Nickerson gave the example of his daughter looking at apartments in Burlington, Vermont. She wanted to know how they were located relative to campus, how safe the neighborhood was, and what was around them.
“Consumers want those answers, and they want them right away, not after filling out a form and waiting for an agent to call,” Nickerson said.
Whittington feels strongly that this type of neighborhood information data should be available to renters.
“Renters are treated like second-class citizens compared to homebuyers, in part because we don’t have a fee structure that creates the same incentives,” she says. “But we know multifamily spending is huge, rents are high, people are staying longer, and buyers are buying later.”

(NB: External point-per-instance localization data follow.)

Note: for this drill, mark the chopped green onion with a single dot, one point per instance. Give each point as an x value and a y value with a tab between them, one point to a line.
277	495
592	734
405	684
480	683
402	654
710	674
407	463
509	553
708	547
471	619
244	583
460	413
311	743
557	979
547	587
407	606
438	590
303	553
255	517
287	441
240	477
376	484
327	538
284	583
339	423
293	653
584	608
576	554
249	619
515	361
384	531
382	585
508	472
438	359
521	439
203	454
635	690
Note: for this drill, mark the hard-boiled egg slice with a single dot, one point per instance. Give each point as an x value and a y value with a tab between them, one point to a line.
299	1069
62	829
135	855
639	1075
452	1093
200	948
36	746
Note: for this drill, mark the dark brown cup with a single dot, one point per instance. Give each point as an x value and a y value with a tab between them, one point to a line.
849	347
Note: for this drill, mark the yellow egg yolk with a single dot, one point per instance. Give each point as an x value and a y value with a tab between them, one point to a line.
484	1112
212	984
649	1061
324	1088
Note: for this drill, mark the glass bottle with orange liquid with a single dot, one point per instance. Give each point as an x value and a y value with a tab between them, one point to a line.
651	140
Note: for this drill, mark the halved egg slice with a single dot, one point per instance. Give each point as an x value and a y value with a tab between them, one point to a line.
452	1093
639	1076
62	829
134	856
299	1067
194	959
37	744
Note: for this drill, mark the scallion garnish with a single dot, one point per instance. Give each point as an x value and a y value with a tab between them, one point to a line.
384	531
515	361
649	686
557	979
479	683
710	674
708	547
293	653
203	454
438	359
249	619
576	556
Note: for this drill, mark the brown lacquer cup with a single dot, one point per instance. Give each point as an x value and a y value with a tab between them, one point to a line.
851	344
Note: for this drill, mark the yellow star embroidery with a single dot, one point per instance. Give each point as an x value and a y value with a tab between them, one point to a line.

Whittington said renters’ questions need the same quality of answers. She said the experience of walking into a leasing office to check out a standard unit and make a reservation was broken.
“We want to be able to say, ‘We know you care about where your grocery store is. We know you want to be able to walk to restaurants. Let’s answer those questions up front, just like we would when selling a million-dollar home,'” Whittington said.
Premium members only live
Local Logic’s neighborhood intelligence data is publicly available to Infinity Premium members. Nickerson said premium membership typically costs $49 a month unless there is a special arrangement with MLS, like in Miami.
“When you go to Matrix in Miami, you actually see Local Logic data as part of the Matrix experience,” says Whittington. “That means it’s the same data throughout the workflow. That’s really important. You have one set of data for one context, and you don’t need different data from different providers. Agents and consumers trust the data, and that trust is inherited.”